Acetyl coenzyme a-glutamate acetyltransferase and N-acetylornithine-glutamate acetyltransferase of chlorella.

The enzymic formation of acetylglutamate has been studied in Chlorella vulgaris extracts. Acetyl CoA and N(2)-acetyl-l-ornithine served as substrates for glutamate acetylation whereas acetylphosphate, N(5)-acetyl-l-ornithine, and N(2)-acetyl-2,4-diamino butyrate were ineffective. Acetyl CoA-glutamate transacetylase and acetylornithine-glutamate transacetylase activities have been purified over 180-fold with no indication of any separation of activities. The acetyl CoA activity was more labile than acetylornithine activity so that preparations having acetylornithine-glutamate transacetylase activity but no acetyl CoA-glutamate transacetylase activity were obtained.
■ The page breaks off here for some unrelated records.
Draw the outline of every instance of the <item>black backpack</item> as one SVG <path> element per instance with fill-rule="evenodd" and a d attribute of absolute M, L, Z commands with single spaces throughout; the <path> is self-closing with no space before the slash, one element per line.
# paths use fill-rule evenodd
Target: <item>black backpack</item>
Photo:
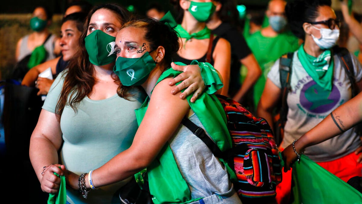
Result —
<path fill-rule="evenodd" d="M 355 96 L 359 92 L 359 89 L 356 83 L 354 78 L 354 72 L 353 69 L 353 64 L 352 62 L 349 52 L 346 48 L 341 48 L 336 46 L 332 49 L 333 55 L 337 55 L 340 60 L 343 63 L 342 66 L 347 73 L 348 78 L 351 82 L 351 88 L 352 90 L 352 97 Z M 287 115 L 289 109 L 287 103 L 287 97 L 288 93 L 291 91 L 290 87 L 290 76 L 291 76 L 291 67 L 293 61 L 293 56 L 294 53 L 288 53 L 283 55 L 280 58 L 279 61 L 279 74 L 280 77 L 280 83 L 282 88 L 282 96 L 281 97 L 281 107 L 279 110 L 279 118 L 277 121 L 274 127 L 275 142 L 279 146 L 281 142 L 284 134 L 284 126 L 287 121 Z M 362 133 L 362 123 L 360 123 L 357 125 L 357 133 L 361 135 Z"/>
The two acetylating activities appear to be properties of one enzyme with one portion more easily denatured.Both acetylating activities had pH optima between 8 and 8.5. The Km value for glutamate was 3 mm for both activities. The Km values were 0.2 mm for acetylornithine and 3.2 mm for acetyl CoA. Arginine inhibited acetyl CoA-glutamate transacetylase (Ki = 0.94 mm) and acetylglutamate phosphokinase (Ki = 0.5 mm) but had no effect on acetylornithine-glutamate transacetylase. The lack of an inhibitory effect of proline on any of the three enzymic activities indicates that acetylglutamate is not a normal intermediate in proline biosynthesis. Growth of Chlorella with arginine as a nitrogen source had no effect on enzyme levels, showing that end-product repression is not a control factor in arginine biosynthesis in Chlorella. In Chlorella, arginine controls its own biosynthesis by inhibiting acetylglutamate phosphokinase and controls the level of acetylated intermediates by inhibiting acetyl CoA-glutamate transacetylase.